# MATH 307 Assignment 3

* See [Mathematical Python](https://www.math.ubc.ca/~pwalls/math-python/) for an introduction to Python and Jupyter
* See [MATH 307 Jupyter Notebooks](https://ubcmath.github.io/MATH307/) for examples
* Run the tests to verify your solutions but note there are **hidden tests**
* Submit your `.ipynb` notebook file to Canvas

In [None]:
import numpy as np
import scipy.linalg as la
import matplotlib.pyplot as plt

# Problem 1 (4 marks)

The following code imports and plots a dataset:

In [None]:
data = np.genfromtxt('data.csv',delimiter=',')
t = data[:,0]
y = data[:,1]
plt.plot(t,y,'.')
plt.show()

Find a model of the form

$$
f(t) = c_0 + c_1 e^{-t} + c_2 e^{-2t} + c_3 e^{-3t}
$$

which best fits the data (by minimizing the sum of squared errors SSE). Save the coefficients as vector `c`.

In [None]:
# YOUR CODE HERE
c = 

In [None]:
"Verify type and size of c. (2 marks)"
assert isinstance(c,np.ndarray)
assert c.size == 4
print("Problem 1 Test 1: Success!")

In [None]:
"Verify value c. This cell contains hidden tests. (2 marks)"
assert np.round(c[0],1) == 1.7
print("Problem 1 Test 2: Success!")

Plot the result:

In [None]:
y_pred = c[0] + c[1]*np.exp(-t) + c[2]*np.exp(-2*t)+ c[3]*np.exp(-3*t)
plt.plot(t,y,'b.',t,y_pred,'r')
plt.show()

## Problem 2 (5 marks)

Compute eigenvalues and eigenvectors of a matrix $A$ with the function [`scipy.linalg.eig`](https://docs.scipy.org/doc/scipy/reference/generated/scipy.linalg.eig.html).
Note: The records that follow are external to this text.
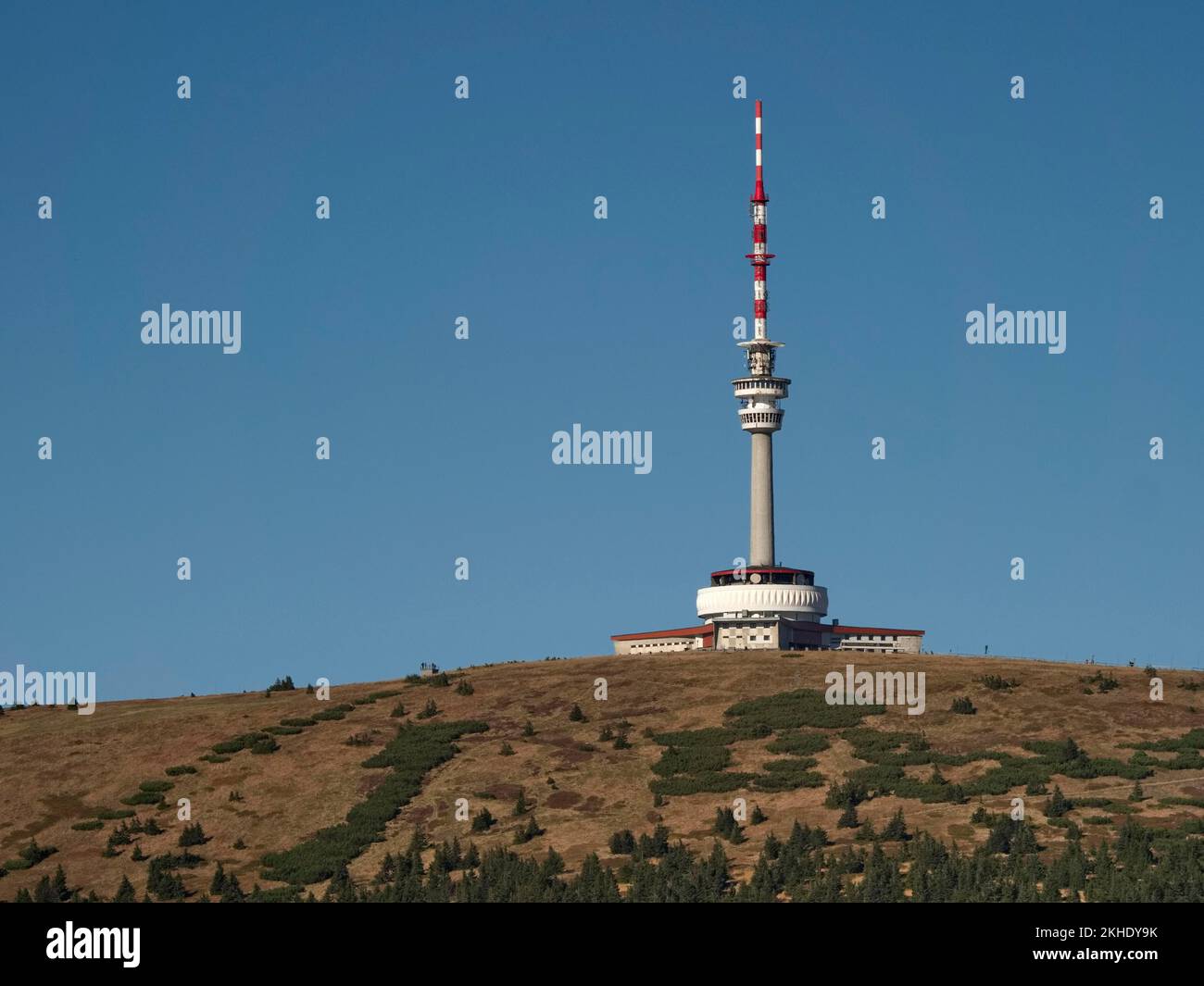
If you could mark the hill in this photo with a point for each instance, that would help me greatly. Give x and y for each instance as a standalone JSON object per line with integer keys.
{"x": 280, "y": 786}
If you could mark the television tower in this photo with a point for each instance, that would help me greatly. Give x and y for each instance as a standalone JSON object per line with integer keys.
{"x": 759, "y": 390}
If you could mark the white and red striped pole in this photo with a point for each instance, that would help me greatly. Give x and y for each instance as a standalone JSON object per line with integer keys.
{"x": 759, "y": 256}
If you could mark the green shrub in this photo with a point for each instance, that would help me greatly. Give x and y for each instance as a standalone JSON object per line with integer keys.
{"x": 409, "y": 755}
{"x": 714, "y": 736}
{"x": 31, "y": 856}
{"x": 330, "y": 716}
{"x": 709, "y": 781}
{"x": 691, "y": 760}
{"x": 796, "y": 709}
{"x": 144, "y": 797}
{"x": 526, "y": 833}
{"x": 789, "y": 774}
{"x": 798, "y": 744}
{"x": 193, "y": 834}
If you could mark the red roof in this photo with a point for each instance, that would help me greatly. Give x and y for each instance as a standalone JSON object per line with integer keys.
{"x": 775, "y": 568}
{"x": 706, "y": 630}
{"x": 874, "y": 630}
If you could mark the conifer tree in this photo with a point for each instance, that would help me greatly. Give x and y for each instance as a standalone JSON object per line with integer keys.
{"x": 125, "y": 893}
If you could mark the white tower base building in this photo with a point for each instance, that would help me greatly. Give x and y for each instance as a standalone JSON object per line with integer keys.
{"x": 763, "y": 605}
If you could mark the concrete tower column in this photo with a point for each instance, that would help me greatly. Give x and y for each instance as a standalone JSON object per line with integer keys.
{"x": 761, "y": 501}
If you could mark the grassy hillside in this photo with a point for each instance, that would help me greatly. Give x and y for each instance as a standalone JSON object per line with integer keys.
{"x": 299, "y": 794}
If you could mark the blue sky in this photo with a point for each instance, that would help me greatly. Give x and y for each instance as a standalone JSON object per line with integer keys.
{"x": 484, "y": 208}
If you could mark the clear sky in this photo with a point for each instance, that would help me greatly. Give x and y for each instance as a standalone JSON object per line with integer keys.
{"x": 484, "y": 208}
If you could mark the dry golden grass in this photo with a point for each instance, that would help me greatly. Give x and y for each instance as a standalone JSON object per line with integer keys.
{"x": 58, "y": 767}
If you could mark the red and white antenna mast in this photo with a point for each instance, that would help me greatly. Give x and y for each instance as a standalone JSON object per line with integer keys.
{"x": 759, "y": 392}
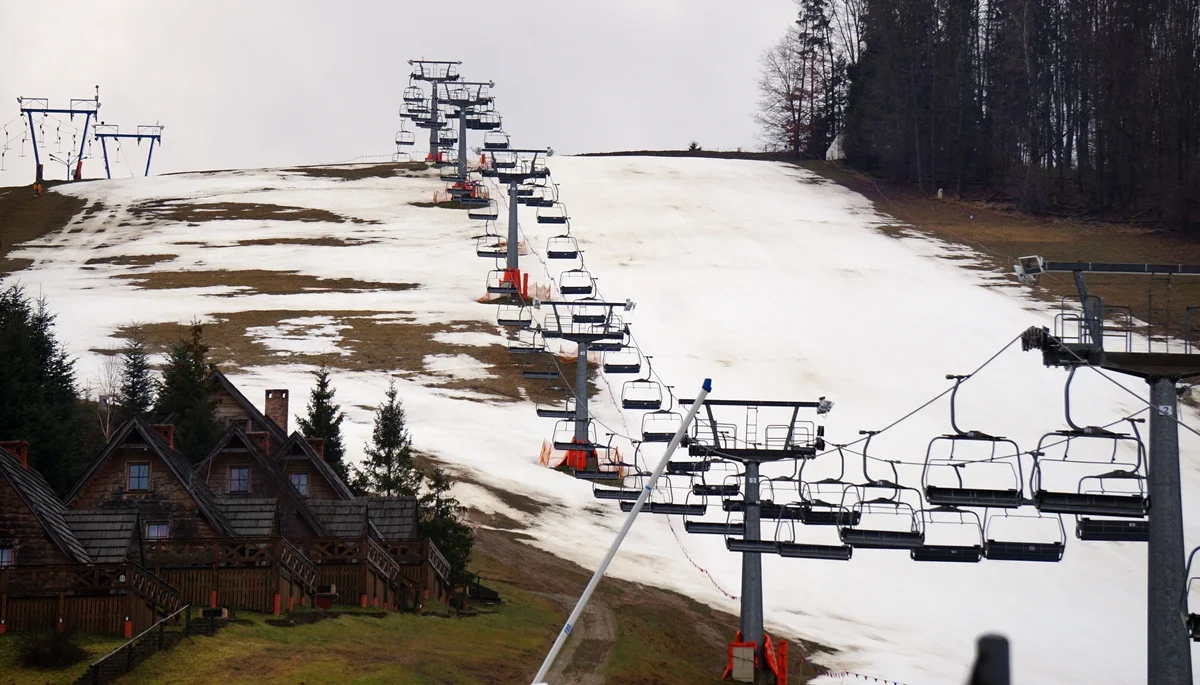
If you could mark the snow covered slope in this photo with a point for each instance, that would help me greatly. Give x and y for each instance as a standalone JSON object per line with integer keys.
{"x": 763, "y": 277}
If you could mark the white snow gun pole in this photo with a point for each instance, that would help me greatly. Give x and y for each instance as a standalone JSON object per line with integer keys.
{"x": 539, "y": 679}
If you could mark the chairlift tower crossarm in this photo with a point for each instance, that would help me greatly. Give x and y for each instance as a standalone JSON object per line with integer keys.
{"x": 1169, "y": 655}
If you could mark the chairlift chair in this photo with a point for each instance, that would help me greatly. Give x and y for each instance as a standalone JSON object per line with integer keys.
{"x": 490, "y": 211}
{"x": 553, "y": 214}
{"x": 967, "y": 550}
{"x": 562, "y": 247}
{"x": 1005, "y": 546}
{"x": 627, "y": 360}
{"x": 496, "y": 139}
{"x": 576, "y": 282}
{"x": 873, "y": 509}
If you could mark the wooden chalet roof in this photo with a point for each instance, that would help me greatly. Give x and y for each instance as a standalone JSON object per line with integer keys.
{"x": 342, "y": 518}
{"x": 49, "y": 511}
{"x": 250, "y": 516}
{"x": 274, "y": 428}
{"x": 298, "y": 448}
{"x": 395, "y": 517}
{"x": 234, "y": 437}
{"x": 105, "y": 533}
{"x": 136, "y": 428}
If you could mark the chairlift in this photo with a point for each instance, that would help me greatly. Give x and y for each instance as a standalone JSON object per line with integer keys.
{"x": 1192, "y": 610}
{"x": 490, "y": 211}
{"x": 514, "y": 316}
{"x": 627, "y": 360}
{"x": 942, "y": 479}
{"x": 576, "y": 282}
{"x": 965, "y": 542}
{"x": 1003, "y": 544}
{"x": 885, "y": 521}
{"x": 660, "y": 426}
{"x": 562, "y": 247}
{"x": 496, "y": 140}
{"x": 556, "y": 212}
{"x": 564, "y": 410}
{"x": 790, "y": 547}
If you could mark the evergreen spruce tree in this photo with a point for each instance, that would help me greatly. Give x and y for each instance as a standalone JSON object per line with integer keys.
{"x": 442, "y": 522}
{"x": 389, "y": 467}
{"x": 324, "y": 421}
{"x": 184, "y": 397}
{"x": 39, "y": 400}
{"x": 137, "y": 380}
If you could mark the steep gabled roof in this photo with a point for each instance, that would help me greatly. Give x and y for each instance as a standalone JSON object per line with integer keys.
{"x": 298, "y": 448}
{"x": 175, "y": 462}
{"x": 395, "y": 517}
{"x": 274, "y": 428}
{"x": 105, "y": 533}
{"x": 250, "y": 516}
{"x": 235, "y": 437}
{"x": 47, "y": 508}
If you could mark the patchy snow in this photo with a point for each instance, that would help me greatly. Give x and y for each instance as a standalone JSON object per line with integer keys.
{"x": 761, "y": 276}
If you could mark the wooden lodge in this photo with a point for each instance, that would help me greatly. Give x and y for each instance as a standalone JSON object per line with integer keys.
{"x": 261, "y": 523}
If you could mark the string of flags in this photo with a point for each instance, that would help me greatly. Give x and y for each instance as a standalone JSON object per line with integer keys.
{"x": 844, "y": 674}
{"x": 699, "y": 568}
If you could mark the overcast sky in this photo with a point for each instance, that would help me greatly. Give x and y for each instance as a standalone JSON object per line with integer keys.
{"x": 258, "y": 83}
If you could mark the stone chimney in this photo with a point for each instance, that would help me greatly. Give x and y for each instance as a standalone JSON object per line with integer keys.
{"x": 262, "y": 440}
{"x": 18, "y": 449}
{"x": 318, "y": 445}
{"x": 167, "y": 432}
{"x": 277, "y": 408}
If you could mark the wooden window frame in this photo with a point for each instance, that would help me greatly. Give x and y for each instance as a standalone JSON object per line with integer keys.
{"x": 129, "y": 476}
{"x": 246, "y": 490}
{"x": 292, "y": 475}
{"x": 156, "y": 523}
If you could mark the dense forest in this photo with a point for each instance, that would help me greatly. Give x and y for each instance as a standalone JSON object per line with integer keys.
{"x": 1073, "y": 107}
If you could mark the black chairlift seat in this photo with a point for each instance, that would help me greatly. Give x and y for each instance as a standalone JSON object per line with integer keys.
{"x": 667, "y": 508}
{"x": 755, "y": 546}
{"x": 615, "y": 493}
{"x": 1127, "y": 505}
{"x": 871, "y": 539}
{"x": 714, "y": 528}
{"x": 973, "y": 497}
{"x": 827, "y": 552}
{"x": 727, "y": 490}
{"x": 999, "y": 551}
{"x": 1109, "y": 530}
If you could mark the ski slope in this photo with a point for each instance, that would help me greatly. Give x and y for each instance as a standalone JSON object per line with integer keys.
{"x": 763, "y": 277}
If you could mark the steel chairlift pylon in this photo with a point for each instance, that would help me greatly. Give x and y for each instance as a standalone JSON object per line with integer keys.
{"x": 959, "y": 494}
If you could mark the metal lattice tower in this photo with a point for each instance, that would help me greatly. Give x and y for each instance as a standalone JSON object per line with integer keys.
{"x": 106, "y": 132}
{"x": 87, "y": 107}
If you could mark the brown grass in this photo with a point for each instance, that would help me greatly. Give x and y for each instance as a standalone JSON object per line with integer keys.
{"x": 1001, "y": 234}
{"x": 255, "y": 281}
{"x": 24, "y": 217}
{"x": 357, "y": 172}
{"x": 195, "y": 212}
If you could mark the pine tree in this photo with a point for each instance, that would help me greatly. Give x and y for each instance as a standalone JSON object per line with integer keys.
{"x": 39, "y": 400}
{"x": 184, "y": 396}
{"x": 137, "y": 383}
{"x": 324, "y": 421}
{"x": 389, "y": 468}
{"x": 442, "y": 523}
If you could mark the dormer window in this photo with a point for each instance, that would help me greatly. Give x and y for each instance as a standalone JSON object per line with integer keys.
{"x": 239, "y": 479}
{"x": 138, "y": 478}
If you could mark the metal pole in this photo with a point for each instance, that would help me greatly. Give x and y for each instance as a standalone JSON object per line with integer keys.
{"x": 462, "y": 143}
{"x": 751, "y": 572}
{"x": 513, "y": 262}
{"x": 621, "y": 536}
{"x": 581, "y": 394}
{"x": 1169, "y": 649}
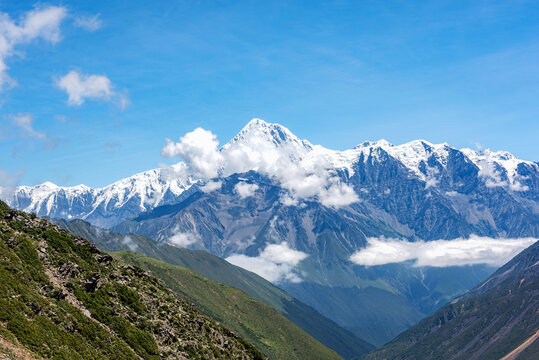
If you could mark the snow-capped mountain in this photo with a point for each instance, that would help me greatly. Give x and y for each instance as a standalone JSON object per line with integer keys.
{"x": 102, "y": 206}
{"x": 299, "y": 211}
{"x": 307, "y": 172}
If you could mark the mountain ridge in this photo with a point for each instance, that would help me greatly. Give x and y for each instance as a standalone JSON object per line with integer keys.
{"x": 141, "y": 192}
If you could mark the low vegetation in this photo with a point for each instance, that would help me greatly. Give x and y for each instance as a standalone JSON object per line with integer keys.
{"x": 62, "y": 298}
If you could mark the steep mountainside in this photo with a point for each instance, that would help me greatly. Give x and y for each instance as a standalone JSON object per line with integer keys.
{"x": 498, "y": 318}
{"x": 217, "y": 269}
{"x": 375, "y": 303}
{"x": 60, "y": 297}
{"x": 419, "y": 189}
{"x": 256, "y": 322}
{"x": 105, "y": 206}
{"x": 271, "y": 189}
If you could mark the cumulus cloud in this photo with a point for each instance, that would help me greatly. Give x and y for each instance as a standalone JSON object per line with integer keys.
{"x": 182, "y": 239}
{"x": 199, "y": 150}
{"x": 244, "y": 189}
{"x": 42, "y": 22}
{"x": 9, "y": 182}
{"x": 441, "y": 253}
{"x": 95, "y": 87}
{"x": 303, "y": 174}
{"x": 211, "y": 186}
{"x": 130, "y": 243}
{"x": 89, "y": 23}
{"x": 275, "y": 263}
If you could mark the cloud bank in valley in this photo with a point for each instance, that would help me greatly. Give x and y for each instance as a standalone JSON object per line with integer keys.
{"x": 244, "y": 189}
{"x": 182, "y": 238}
{"x": 305, "y": 175}
{"x": 441, "y": 253}
{"x": 275, "y": 263}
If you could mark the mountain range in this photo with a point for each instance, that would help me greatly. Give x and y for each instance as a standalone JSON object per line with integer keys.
{"x": 297, "y": 213}
{"x": 496, "y": 320}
The function returns eigenvalues as a vector and the eigenvectors as a matrix where column $i$ is the eigenvector with eignvalue in entry $i$ of the eigenvalue vector. For example, in the cell below, verify the eigenvalues and eigenectors of $A$ where

$$
A = \begin{bmatrix} 5 & 1 \\ 1 & 5 \end{bmatrix} \hspace{20mm}
\lambda_1 = 6 \ , \ \mathbf{v}_1 = \frac{1}{\sqrt{2}} \begin{bmatrix} 1 \\ 1 \end{bmatrix} \hspace{20mm}
\lambda_2 = 4 \ , \ \mathbf{v}_2 = \frac{1}{\sqrt{2}} \begin{bmatrix} 1 \\ -1 \end{bmatrix} \hspace{20mm}  
$$

Notice that eigenvalues are always returned as complex numbers. Real eigenvalues simply have 0 imaginary part which SciPy writes as `0.j`.

In [None]:
A = np.array([[5.,1.],[1.,5.]])
evals, evecs = la.eig(A)

print("Eignvalues:")
print(evals,"\n")
print("Eigenvectors:")
print(evecs)

The goal of this exercise is to compute the eigenvalues of $A_1A_1^T$ where $A_1$ is a Vandermonde matrix and then use the result to compute the condition number of $A_1$.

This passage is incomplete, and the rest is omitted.